Daha geçtiğimiz hafta İstanbul'daki İnsani Zirvesi'ne ev sahipliği yapan Türkiye Cumhurbaşkanı Erdoğan'ın daveti üzerine akşam yemeğine katılan ve geldiği İstanbul'da BM Genel Sekreteri Ban Ki-Mun ile görüşen KKTC Cumhurbaşkanı Akıncı'ya tepki gösteren ve geçtiğimiz haftaki planlanmış müzakere toplantısına katılmayan Anastasiadis'in çözüm konusunda samimi olduğunu söylemek mümkün müdür? Kıbrıs Türkünün seviyesinin yükseltilmesinden ödü patlayan Rum ne yapacağını hakikaten şaşırmıştır. 1963'te yıkılmış sözde 'Kıbrıs Cumhuriyeti' yalanına sarılarak, yıkılmış devletteki eşit ortağından gasp ettiği hakları iade etmeden çözüm olması mümkün müdür?
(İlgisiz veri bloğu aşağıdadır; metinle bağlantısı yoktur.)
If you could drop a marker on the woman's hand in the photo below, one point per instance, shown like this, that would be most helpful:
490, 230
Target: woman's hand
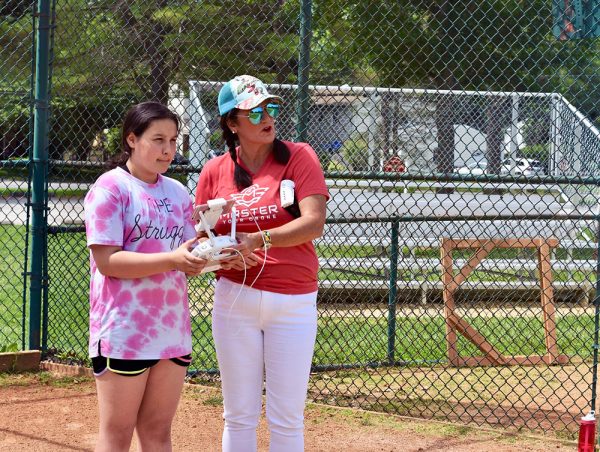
185, 261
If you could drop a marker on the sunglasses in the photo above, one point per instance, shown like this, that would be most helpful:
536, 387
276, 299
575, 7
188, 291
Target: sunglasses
256, 114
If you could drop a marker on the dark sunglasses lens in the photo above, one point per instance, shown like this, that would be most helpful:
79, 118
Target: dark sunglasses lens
255, 115
273, 110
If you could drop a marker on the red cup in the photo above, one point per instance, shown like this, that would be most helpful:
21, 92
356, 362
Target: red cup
587, 434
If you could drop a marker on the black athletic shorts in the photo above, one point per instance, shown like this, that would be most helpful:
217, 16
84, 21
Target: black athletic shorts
130, 367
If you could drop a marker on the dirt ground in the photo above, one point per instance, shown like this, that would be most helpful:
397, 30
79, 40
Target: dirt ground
40, 412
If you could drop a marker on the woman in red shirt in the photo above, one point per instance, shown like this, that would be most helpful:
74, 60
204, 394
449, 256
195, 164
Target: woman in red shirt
264, 315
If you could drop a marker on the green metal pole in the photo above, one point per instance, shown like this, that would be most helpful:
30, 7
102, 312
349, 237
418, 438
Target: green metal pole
40, 167
596, 325
392, 297
303, 101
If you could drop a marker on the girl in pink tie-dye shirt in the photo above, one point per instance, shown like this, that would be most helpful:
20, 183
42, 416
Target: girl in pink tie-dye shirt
139, 231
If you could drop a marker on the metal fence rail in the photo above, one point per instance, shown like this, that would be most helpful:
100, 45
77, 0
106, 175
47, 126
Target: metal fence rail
459, 263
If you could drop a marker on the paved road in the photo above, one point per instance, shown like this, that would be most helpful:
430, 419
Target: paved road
345, 203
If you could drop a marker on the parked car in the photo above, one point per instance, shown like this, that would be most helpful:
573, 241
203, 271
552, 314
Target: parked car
522, 167
179, 159
473, 168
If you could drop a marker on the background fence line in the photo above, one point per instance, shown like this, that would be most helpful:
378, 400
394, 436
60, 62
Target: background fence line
435, 122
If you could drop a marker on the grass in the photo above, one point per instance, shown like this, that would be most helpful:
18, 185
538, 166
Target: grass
39, 378
56, 192
11, 284
344, 338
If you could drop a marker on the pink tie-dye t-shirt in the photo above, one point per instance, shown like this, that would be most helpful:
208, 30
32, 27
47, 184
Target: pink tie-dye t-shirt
141, 318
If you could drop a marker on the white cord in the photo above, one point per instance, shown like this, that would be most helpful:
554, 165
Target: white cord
264, 248
241, 287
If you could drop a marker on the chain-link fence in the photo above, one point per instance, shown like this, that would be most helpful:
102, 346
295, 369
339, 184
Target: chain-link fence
460, 143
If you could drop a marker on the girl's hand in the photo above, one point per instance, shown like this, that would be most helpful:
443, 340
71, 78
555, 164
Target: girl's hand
185, 262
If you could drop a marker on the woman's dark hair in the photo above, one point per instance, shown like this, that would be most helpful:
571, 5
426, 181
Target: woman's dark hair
137, 119
241, 177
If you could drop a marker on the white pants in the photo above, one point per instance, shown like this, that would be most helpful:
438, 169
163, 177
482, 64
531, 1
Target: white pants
256, 331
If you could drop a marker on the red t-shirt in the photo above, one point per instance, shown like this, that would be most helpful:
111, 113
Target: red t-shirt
289, 270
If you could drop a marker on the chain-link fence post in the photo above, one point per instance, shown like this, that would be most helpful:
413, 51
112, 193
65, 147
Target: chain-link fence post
392, 296
39, 173
302, 113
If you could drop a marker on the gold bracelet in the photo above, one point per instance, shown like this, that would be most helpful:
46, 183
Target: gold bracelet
267, 243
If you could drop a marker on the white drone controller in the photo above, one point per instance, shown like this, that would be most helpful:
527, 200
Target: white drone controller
215, 248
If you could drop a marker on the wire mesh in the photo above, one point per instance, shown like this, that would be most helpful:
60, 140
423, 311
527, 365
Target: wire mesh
16, 59
437, 123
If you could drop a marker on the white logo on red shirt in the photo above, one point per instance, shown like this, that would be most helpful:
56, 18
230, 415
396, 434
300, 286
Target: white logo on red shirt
250, 195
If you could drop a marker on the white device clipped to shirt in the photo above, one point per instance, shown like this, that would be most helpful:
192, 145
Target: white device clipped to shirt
286, 192
214, 249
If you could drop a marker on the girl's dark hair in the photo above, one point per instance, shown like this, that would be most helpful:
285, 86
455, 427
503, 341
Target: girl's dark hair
241, 177
137, 119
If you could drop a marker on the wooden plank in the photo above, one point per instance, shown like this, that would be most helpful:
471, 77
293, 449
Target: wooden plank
448, 296
504, 243
532, 360
476, 339
547, 300
468, 268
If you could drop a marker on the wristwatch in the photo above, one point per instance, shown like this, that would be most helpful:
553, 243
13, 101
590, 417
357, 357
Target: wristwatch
266, 235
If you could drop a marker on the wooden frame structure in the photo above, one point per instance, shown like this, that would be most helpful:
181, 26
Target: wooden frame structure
456, 324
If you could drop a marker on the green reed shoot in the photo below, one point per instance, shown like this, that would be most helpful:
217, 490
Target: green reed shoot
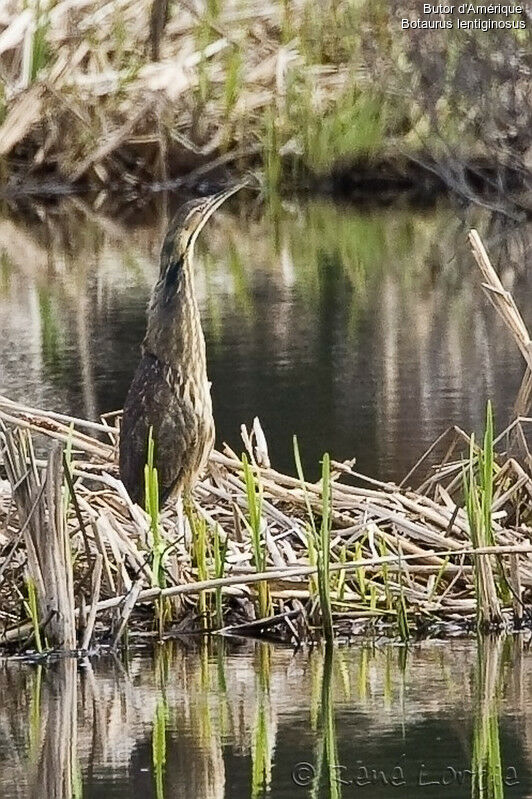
478, 492
324, 551
151, 500
340, 583
151, 494
254, 525
159, 746
33, 612
40, 49
198, 527
220, 558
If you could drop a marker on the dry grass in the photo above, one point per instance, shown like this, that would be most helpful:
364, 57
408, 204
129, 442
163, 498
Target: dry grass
135, 92
387, 543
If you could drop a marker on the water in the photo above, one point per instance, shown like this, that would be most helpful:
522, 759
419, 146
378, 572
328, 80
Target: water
361, 329
248, 720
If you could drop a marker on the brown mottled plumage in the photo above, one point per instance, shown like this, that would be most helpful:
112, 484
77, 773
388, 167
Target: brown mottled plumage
170, 391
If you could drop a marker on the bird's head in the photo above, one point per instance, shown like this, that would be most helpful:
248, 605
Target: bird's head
185, 228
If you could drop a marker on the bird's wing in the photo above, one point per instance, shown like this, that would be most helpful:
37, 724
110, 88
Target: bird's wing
154, 401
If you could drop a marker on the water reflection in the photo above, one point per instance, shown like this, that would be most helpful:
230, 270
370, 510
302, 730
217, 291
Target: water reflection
364, 331
249, 720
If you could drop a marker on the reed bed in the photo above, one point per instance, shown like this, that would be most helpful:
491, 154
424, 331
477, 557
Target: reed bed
257, 552
399, 559
120, 95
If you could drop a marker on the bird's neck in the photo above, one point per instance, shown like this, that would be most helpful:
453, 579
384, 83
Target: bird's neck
174, 334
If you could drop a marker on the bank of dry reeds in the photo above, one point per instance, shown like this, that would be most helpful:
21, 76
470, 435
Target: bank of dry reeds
397, 555
120, 95
255, 550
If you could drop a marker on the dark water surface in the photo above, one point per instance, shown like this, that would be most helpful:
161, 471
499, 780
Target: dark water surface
363, 330
251, 720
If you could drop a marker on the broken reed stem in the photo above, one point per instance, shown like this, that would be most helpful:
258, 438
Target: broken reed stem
501, 299
40, 510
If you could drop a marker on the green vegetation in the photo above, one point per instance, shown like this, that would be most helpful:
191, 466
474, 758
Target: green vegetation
33, 612
151, 499
322, 87
478, 488
320, 541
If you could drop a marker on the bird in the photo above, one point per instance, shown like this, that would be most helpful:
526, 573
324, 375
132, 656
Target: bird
169, 397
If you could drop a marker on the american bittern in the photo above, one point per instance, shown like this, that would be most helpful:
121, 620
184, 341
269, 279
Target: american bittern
170, 392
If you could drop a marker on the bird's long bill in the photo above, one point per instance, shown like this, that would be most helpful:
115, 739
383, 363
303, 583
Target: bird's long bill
215, 201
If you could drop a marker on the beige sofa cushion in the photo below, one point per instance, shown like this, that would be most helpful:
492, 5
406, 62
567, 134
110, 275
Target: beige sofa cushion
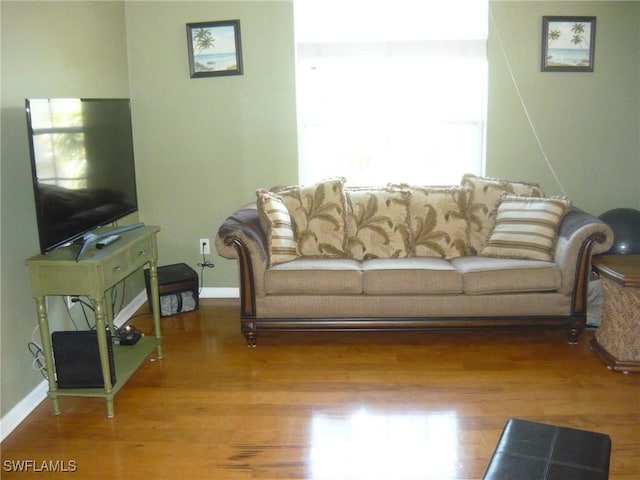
410, 276
315, 276
481, 275
485, 198
377, 222
438, 221
276, 223
318, 214
526, 227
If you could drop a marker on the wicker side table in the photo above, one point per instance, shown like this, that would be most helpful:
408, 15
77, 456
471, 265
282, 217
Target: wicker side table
617, 340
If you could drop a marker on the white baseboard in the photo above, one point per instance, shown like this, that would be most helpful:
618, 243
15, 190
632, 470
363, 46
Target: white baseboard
28, 404
24, 407
222, 292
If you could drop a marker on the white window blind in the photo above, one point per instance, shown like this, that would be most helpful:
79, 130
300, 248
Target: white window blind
391, 91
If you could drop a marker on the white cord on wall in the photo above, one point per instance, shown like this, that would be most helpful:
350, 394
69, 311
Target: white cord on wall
524, 106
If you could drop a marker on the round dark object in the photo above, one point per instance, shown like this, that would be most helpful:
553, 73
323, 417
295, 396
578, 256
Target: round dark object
625, 223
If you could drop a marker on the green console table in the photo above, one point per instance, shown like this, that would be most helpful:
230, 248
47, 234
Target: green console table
92, 275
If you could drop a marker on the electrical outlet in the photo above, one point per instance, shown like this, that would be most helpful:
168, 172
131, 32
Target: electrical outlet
69, 300
205, 246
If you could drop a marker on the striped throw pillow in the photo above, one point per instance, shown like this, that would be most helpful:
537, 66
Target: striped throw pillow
276, 223
526, 227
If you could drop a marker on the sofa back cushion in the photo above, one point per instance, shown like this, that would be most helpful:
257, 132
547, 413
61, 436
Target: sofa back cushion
485, 197
318, 214
377, 222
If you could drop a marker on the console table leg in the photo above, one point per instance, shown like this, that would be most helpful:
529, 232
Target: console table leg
47, 348
101, 332
155, 299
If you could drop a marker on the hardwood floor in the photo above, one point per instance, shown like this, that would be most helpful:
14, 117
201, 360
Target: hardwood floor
425, 405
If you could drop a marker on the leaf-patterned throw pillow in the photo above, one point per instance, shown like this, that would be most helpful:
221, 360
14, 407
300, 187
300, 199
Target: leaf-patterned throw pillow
485, 197
318, 214
377, 222
438, 221
276, 222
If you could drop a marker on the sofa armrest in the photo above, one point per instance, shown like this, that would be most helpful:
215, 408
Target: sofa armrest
580, 236
241, 236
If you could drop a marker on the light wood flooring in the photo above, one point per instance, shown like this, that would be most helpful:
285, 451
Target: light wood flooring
424, 405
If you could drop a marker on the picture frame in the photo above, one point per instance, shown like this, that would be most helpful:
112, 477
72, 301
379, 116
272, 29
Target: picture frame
214, 48
568, 44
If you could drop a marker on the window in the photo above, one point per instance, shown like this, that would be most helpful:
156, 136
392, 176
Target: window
391, 91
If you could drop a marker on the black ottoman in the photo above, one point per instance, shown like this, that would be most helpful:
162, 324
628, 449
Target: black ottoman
536, 451
178, 288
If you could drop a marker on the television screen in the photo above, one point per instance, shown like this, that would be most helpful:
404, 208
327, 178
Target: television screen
82, 164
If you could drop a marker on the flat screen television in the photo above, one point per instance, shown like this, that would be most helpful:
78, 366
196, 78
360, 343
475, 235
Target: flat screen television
82, 165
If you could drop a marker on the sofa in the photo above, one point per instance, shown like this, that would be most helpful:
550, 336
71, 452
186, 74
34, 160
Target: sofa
485, 253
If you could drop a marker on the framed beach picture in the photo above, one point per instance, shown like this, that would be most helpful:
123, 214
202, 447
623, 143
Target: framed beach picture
568, 44
214, 48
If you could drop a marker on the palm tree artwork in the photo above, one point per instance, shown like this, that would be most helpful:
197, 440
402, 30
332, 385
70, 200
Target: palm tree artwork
568, 42
214, 48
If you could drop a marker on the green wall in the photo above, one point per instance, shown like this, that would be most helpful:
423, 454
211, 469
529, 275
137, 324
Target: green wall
204, 145
587, 123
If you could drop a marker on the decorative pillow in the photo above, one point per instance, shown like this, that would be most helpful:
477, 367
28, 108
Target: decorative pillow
318, 215
526, 227
485, 197
438, 221
377, 222
276, 222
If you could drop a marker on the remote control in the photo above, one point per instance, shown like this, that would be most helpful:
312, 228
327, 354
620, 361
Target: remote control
107, 241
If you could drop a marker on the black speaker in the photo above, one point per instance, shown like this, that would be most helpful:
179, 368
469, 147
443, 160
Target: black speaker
77, 359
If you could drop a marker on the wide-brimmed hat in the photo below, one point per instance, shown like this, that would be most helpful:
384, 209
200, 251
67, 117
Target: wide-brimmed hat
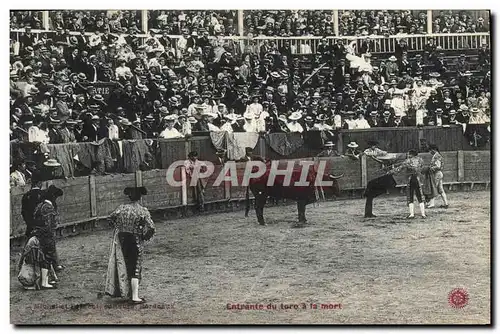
173, 100
329, 144
321, 117
296, 115
54, 120
231, 118
170, 118
248, 115
98, 98
143, 88
209, 114
52, 163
Bu bağlamda Türkiye yetkili makamlarının Avrupa Konseyi'ne gönderdiği 2 Mayıs tarihli yazıda "İnsan Ticaretiyle Mücadele" ve "Kişilerin Korunması" anlaşmaları konularında bu anlaşmaların onaylamasının "işlevsiz Kıbrıs Cumhuriyeti'ni temsil ediyormuş gibi davranan Kıbrıs Rum Yönetimi'nin tanınması anlamına gelmediğini" bildirmesi çok yerinde olmuştur.

Talihsiz açıklama

Uzlaşmaz Rum zihniyetinin en bariz örneklerinden birini, iki hafta önce Güney Kıbrıs'ta yapılan milletvekili genel seçimlerinde hatırı sayılır bir şekilde oylarını artıran sağcı DİKO Başkanı Nikolas Papadopulos'un İstanbul'da yaşanan gelişmeler nedeniyle yaptığı açıklamada bulmak mümkündür. Anastasiadis'in, politikasının hatalı olduğunu kabul etmesi ve özeleştiri yapması gerektiğini ileri süren Türk düşmanı Papadopulos "İşgal liderinin sözde 'Kıbrıs sorununun çözümü için eşsiz bir umut' olarak tayin edilmesi hataydı, işgal bölgelerinde tiyatroya gitmek için Kıbrıs Cumhuriyeti bayrağının indirilmesi hataydı, işgal liderinin Davos'a çağrılması hataydı, Türkiye savaş gemilerini Münhasır Ekonomik Bölge'ye indirirken, iyi bir atmosferin olduğuna dair düzmecenin yaratılması hataydı, yabancı yetkililerin işgal liderinin sözde başkanlığına ziyaretler gerçekleştirmesine tolerans göstermesi, hatta (ziyaretleri) teşvik etmesi hataydı. Başkan şimdi ektiğini biçiyor" diye talihsiz bir açıklamada bulunmuştur. Bu zihniyetteki Rumlarla anlaşma ve kalıcı bir barış tesis edilebilir mi? KKTC Cumhurbaşkanı Akıncı'nın her fırsatta tekrarladığı üzere Kıbrıs Türkünün eşit ortaklığını, özgürlüğünü ve güvenliğini teminat altına alacak bir anlaşmayı Rum tarafı kabul eder mi? Sudan bahaneler yaratarak müzakere masasını torpilleyen çürümüş Rum zihniyeti ile anlaşma olmayacağının bilinciyle enerjimizi KKTC'nin kalkınması ve tanınmasına ayırmamız artık şart olmadı mı?